BAŞKAN - Tamamlayın Sayın Toğrul.

MAHMUT TOĞRUL (Devamla) - Tamamlıyorum Sayın Başkanım.

Biz Gaziantep'te kongre hazırlığı yapıyorduk. Siz yönetimlerinizi nasıl seçiyorsunuz bilemem ama biz Halkların Demokratik Partisi olarak mahalle toplantıları yaparız, ilçelerde toplantılar yaparız, öneriler alırız, insanlar "Ben şunu yönetimde görmek istiyorum." der, komisyon kurarız. "Niye komisyon kurdunuz?" deniyor; arkadaşlarımıza, bize, partililerimize "Niye komisyon kurdunuz?" deniyor. Biz, bu komisyonlarda gelen önerileri değerlendiririz ve il yönetim listesini hazırlarız. Biz tüm direktifleri, genelgeleri genel merkezimizden alırız. Sizlerin kimden aldığını bilemem ama biz sizin gibi talimatla çalışan bir parti değiliz. Bizim tek yönlendiricimiz genel merkezimizin genelgeleridir. Dolayısıyla kolluğu, yargıyı bir araç olarak Halkların Demokratik Partisine, muhaliflere kullanmaktan vazgeçin. Bununla sonuç alamayacaksınız.

(Mikrofon otomatik cihaz tarafından kapatıldı)

BAŞKAN - Tamamlayalım.

MAHMUT TOĞRUL (Devamla) - Bitiriyorum Sayın Başkanım.
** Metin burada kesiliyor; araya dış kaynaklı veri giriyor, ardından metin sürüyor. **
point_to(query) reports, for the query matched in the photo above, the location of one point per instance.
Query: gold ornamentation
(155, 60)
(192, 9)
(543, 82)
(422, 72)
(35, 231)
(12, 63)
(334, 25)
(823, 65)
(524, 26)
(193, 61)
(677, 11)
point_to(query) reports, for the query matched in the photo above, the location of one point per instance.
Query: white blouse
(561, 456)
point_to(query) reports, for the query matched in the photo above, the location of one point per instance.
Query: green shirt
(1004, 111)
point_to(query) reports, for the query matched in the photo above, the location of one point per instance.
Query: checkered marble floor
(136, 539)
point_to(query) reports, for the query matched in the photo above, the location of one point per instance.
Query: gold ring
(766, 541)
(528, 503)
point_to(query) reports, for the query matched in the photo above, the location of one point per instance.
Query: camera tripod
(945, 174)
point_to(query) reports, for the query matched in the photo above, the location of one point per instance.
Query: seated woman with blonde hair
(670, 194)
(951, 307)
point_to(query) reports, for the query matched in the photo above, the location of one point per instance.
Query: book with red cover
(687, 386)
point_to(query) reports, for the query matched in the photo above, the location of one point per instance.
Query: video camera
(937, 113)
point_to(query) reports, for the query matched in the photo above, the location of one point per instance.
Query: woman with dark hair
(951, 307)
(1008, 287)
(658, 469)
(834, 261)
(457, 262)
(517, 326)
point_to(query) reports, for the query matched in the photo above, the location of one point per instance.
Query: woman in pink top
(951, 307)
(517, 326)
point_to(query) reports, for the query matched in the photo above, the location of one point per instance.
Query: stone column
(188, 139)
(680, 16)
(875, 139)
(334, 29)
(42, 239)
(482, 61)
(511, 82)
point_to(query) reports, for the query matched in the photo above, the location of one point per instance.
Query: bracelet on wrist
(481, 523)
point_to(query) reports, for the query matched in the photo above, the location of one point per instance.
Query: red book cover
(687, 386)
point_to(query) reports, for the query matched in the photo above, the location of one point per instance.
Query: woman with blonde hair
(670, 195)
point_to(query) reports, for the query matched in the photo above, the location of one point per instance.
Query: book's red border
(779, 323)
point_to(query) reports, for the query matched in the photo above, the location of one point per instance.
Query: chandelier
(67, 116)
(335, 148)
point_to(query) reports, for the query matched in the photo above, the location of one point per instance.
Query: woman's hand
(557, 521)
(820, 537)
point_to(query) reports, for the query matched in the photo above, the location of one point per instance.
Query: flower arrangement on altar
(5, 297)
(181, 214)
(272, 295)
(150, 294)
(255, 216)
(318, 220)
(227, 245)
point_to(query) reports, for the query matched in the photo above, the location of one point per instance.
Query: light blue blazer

Biz, ne olursa olsun, ne pahasına olursa olsun direnmeye ve sizin zulmünüze karşı durmaya devam edeceğiz; ta ki bu ülkede eşit, adil, özgür bir yaşamı kurgulayana kadar, kurana kadar. Bundan asla geri durmayacağız. Sizler yıkılacaksınız. HDP'yi tüketmek kimsenin yapabileceği bir şey de değil, hele hele AKP'nin haddi de değil.